I have attached photos.....I just recently purchased a 2013 Outback 300RB. It has attached a swing arm mount for grill and I have an Aussie grill with an attachment on the grill as well.

I cant figure out how to attach the grill to the bumper swing arm.

Can anyone help me please?


----------



## Leedek (Nov 28, 2010)

The E-Trailer video gives you a good idea as to how the grill attaches to the arm. The rack can be attached as your photo shows or the rack can be flipped to have the grill higher off the ground. Note the C-shape of the channels that run the length of the back of the rack. That C channel "grabs" the top of the grill arm. Once the channel is engaged, all that is needed is to rest the rack on the "face" of the arm. The video shows the rack and the "face " of the arm is the side of the RV.

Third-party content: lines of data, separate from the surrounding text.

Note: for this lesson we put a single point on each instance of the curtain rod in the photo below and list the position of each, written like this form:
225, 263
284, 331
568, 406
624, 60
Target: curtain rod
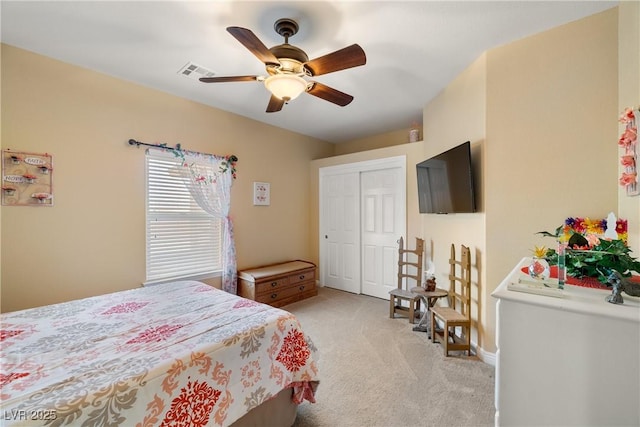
176, 148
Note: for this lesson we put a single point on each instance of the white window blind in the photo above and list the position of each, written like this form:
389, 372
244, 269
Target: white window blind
182, 239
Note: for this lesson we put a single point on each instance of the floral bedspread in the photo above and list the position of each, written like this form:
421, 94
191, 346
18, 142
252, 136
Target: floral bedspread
177, 354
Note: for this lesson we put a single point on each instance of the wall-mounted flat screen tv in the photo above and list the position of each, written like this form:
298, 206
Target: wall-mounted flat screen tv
445, 182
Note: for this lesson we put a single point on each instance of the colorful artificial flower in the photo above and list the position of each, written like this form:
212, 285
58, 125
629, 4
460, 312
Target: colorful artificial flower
628, 161
628, 178
588, 253
628, 137
626, 116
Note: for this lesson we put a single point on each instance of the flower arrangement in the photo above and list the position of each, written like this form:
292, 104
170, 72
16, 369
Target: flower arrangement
628, 142
590, 252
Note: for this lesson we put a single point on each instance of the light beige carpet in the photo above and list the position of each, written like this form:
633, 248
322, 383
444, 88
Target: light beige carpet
376, 371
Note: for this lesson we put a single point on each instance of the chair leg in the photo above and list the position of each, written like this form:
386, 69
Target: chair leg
433, 326
446, 338
392, 308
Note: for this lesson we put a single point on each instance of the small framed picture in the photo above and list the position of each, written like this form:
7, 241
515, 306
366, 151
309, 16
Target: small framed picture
261, 194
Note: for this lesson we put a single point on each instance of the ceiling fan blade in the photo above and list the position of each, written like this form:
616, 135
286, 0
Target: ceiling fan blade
228, 79
253, 43
329, 94
275, 104
348, 57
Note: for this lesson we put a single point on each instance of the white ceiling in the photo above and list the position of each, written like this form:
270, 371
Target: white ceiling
414, 49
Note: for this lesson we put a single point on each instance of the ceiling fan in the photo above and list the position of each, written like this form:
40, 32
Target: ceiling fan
287, 65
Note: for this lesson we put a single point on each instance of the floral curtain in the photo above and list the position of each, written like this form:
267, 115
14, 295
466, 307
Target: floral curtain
209, 179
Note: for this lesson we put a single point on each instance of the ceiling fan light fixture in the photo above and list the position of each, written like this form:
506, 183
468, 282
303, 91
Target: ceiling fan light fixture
286, 86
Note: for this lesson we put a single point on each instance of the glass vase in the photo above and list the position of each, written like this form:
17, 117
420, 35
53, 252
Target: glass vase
539, 268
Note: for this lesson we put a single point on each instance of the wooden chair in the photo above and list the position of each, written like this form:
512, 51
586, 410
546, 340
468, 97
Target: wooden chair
458, 314
401, 294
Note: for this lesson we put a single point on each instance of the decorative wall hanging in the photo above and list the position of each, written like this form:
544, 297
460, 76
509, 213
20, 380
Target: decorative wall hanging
261, 193
629, 159
27, 179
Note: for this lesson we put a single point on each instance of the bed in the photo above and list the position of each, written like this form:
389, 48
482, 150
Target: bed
181, 353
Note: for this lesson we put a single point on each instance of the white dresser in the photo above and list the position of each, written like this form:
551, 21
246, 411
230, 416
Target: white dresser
571, 361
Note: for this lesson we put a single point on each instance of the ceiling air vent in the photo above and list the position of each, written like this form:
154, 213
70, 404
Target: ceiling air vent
194, 71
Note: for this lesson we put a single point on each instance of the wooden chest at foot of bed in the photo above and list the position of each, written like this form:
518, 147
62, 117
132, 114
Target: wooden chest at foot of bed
278, 284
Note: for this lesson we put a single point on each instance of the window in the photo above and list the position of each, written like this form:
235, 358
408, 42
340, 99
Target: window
183, 241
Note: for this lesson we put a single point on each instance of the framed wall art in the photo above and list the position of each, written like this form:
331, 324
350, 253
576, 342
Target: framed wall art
27, 179
261, 194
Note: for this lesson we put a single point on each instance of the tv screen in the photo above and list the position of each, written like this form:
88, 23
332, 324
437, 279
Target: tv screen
445, 182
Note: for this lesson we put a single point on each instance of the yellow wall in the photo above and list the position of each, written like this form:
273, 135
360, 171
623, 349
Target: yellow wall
629, 96
541, 114
92, 241
457, 115
386, 139
551, 136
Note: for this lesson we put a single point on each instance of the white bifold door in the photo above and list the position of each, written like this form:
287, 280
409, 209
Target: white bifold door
362, 215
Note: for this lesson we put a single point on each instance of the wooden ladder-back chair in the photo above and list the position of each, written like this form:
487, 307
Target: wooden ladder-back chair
401, 294
458, 314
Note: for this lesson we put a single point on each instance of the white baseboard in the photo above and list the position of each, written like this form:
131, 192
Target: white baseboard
485, 356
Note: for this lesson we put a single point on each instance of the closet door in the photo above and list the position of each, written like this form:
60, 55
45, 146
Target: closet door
382, 224
341, 265
345, 255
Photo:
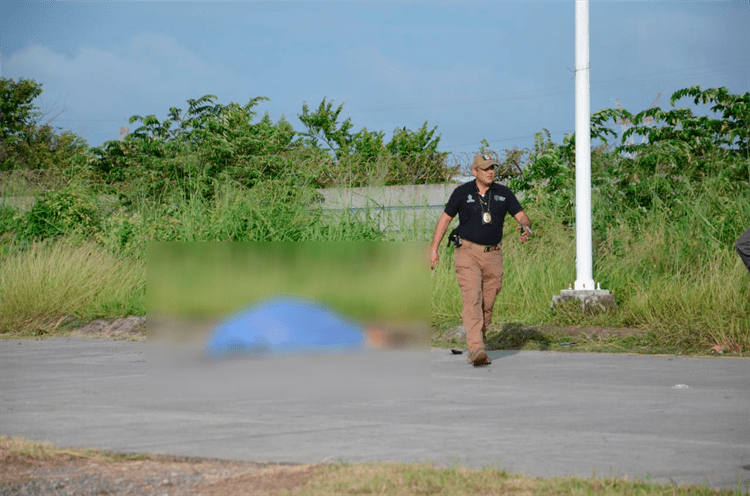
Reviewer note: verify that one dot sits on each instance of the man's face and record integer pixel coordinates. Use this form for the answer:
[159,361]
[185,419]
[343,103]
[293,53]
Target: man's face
[485,177]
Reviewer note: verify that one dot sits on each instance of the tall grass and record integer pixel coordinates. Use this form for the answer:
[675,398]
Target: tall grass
[672,269]
[52,284]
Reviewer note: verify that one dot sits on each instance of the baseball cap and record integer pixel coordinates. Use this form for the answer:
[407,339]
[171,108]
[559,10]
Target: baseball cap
[484,161]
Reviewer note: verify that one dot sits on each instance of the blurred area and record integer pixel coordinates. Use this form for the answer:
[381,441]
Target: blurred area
[316,319]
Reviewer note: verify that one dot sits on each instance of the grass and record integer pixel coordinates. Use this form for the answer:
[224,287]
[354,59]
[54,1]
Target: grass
[47,285]
[673,271]
[11,446]
[412,479]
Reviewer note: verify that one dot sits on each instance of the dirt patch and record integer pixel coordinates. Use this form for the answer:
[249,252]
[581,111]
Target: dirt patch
[133,328]
[76,474]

Watch this video: https://www.etrailer.com/tv-review-aussie-portable-gas-grill-277-000091.aspx

4:00 minutes into the video it demonstrates the hook up of the rack to the mounting rail, in your case, the swing arm. Good luck and happy grilling!

*EDIT:*

*https://www.etrailer.com/Camping-and-Hiking/Aussie/277-000091.html*

*Click on "Portable Gas Grill Review" video*

*Thx theFulminator*


----------



## thefulminator (Aug 8, 2007)

Linkus interuptus.


----------



## Leedek (Nov 28, 2010)

thefulminator said:


> Linkus interuptus.


Hate it when I don't check my links! Probably as much as those that click on 'em!

https://www.etrailer.com/Camping-and-Hiking/Aussie/277-000091.html

Click on "Portable Gas Grill Review" video

Leigh


----------



## mwroad1 (May 27, 2018)

What is the best way to install an auxiliary quick connect for a gas grill?


----------